Vaginal prolapse consists of the relaxation of the vagina’s attachment to the pelvic cavity, allowing the mucosa to be exposed through the vulvar rhyme; this disease affects a wide variety of animals of zootechnical interest. It is considered a multifactorial condition influenced by several factors, such as management, environment, nutrition and hygiene. The objective is to report a mixed breed sow, 80 kg, primiparous, raised in the intensive system, with balanced ration, which presented vaginal prolapse three days after birth. Dissociative anesthesia was used with ketamine at a dose of 30 mg/kg/IM and acepromazine at a dose of 1 mg/kg/IM, and local block with 3 ml of lidocaine. Dissociative anesthesia with ketamine proved to be effective in terms of anesthesia, promoting good analgesia and not causing any reaction in the animal that could affect its maternal instinct; the suture used was Wolf captonated and after the surgical process, the animal remained in the herd until the piglets were weaned.
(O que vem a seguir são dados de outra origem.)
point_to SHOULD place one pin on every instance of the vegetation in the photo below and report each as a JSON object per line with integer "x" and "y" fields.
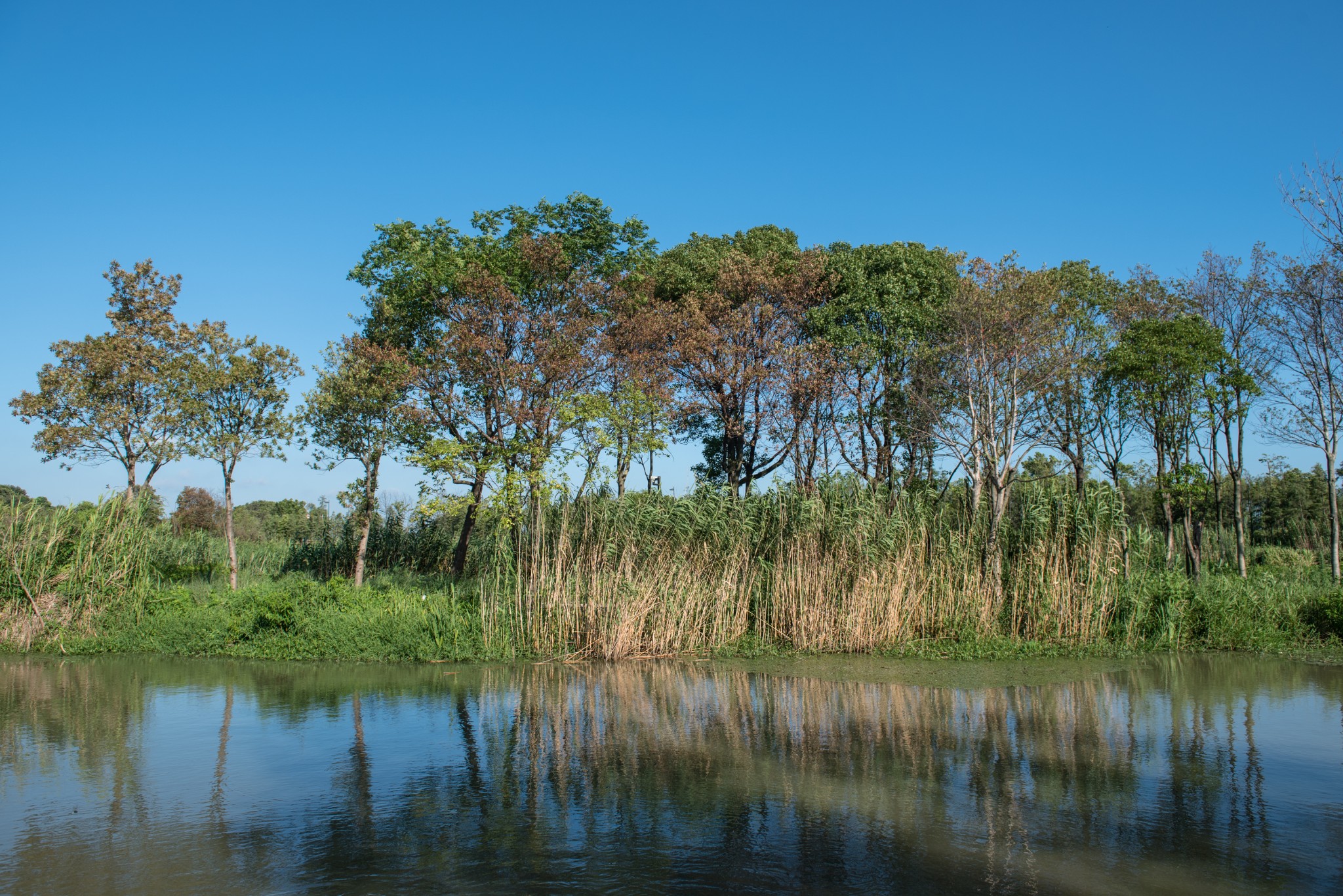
{"x": 906, "y": 449}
Keywords: Welfare. Swine. Surgery.

 

 

Introdução

 

A suinocultura no Brasil é uma atividade econômica consolidada, com um plantel de matrizes estimado em 1.970.611 cabeças no ano de 2020. O Brasil vem se destacando dentro do cenário mundial, sendo o 4° maior produtor e o 4° maior exportador do mundo, com isso a atividade gera emprego e movimenta a economia do país (GOMES, 2021). Schwertz et al. (2021) relata o prolapso vaginal como umas das principais causas de morte ou descarte de fêmeas suínas da suinocultura industrial brasileira.
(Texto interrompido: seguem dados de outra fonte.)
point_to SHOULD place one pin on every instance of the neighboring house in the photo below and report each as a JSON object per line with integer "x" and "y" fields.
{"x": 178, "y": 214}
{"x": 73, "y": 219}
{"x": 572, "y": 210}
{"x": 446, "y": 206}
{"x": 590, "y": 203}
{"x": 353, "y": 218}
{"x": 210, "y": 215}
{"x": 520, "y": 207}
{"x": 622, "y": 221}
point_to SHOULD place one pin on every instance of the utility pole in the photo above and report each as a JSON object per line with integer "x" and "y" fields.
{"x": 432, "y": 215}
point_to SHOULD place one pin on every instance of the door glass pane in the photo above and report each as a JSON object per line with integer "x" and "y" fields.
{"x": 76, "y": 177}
Os prolapsos vaginais podem der classificados em parciais ou totais de acordo com a exposição cervical, sua característica se dá pelo relaxamento da fixação da vagina na cavidade pélvica, assim permitindo modificação da posição da parede vaginal com saída e exposição da mucosa através da rima vulvar, podendo essa enfermidade acometer todas as espécies de animais, sendo mais observado principalmente em vacas, ovelhas e porcas; e é menos comum nas éguas, cabras, cadelas e gatas, acontecendo principalmente no terço final da gestação ou logo após o parto (SILVA, 2016).
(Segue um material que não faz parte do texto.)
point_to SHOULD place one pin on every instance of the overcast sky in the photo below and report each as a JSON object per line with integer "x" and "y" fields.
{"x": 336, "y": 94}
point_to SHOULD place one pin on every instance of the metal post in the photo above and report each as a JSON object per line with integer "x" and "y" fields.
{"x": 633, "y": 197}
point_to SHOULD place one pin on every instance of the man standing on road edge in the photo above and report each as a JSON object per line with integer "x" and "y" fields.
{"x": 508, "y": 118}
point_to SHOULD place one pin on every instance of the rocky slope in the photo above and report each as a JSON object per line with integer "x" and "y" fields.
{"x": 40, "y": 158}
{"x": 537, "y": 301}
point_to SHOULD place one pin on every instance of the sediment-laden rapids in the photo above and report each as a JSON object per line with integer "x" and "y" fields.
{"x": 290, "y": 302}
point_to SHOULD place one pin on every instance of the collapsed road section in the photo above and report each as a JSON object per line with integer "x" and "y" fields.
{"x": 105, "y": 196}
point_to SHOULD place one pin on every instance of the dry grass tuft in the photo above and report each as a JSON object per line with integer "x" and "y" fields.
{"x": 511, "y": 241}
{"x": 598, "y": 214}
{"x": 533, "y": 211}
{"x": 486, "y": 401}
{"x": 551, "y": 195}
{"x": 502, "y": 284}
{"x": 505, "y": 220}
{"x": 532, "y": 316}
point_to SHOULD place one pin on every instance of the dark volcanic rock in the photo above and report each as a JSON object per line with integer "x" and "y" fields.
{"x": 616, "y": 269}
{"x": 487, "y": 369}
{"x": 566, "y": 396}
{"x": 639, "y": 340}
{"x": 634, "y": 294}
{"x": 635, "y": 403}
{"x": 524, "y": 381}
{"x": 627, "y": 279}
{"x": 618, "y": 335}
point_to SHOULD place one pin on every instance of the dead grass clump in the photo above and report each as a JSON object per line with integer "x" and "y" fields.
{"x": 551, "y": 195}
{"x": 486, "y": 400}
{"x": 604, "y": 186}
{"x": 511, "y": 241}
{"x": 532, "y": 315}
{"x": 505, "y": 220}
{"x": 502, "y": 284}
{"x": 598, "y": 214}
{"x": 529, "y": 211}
Os fatores relacionados à ocorrência dessa enfermidade podem estar associados a características individuais das fêmeas ou podem ser fatores relacionados ao manejo que a fêmea é submetida, o ambiente, nutrição e/ou higiene, tornando os problemas reprodutivos, a causa mais comum no descarte precoce das fêmeas suínas dentro do plantel (MURO et al., 2020). O objetivo do presente estudo é relatar um caso de uma porca primípara com prolapso vaginal, mostrando a eficácia da utilização da cetamina feita a campo em suínos criados em sistema não intensivo.

 

Relato de caso

 

Foi atendido na região de São Francisco do Guaporé – RO, zona rural, uma matriz suína, sem raça definida (SRD), com aproximadamente 80 kg, mantida em sistema intensivo de suínos criado ao ar livre (SISCAL), com histórico, segundo o tutor, de receber ração balanceada com proteína a 14%, água e Panicum maximum cultivar Mombaça ad libitum. Uma semana antes da data de previsão de parto a fêmea foi confinada e a mesma dieta foi mantida, com troca de volumoso para capiaçu.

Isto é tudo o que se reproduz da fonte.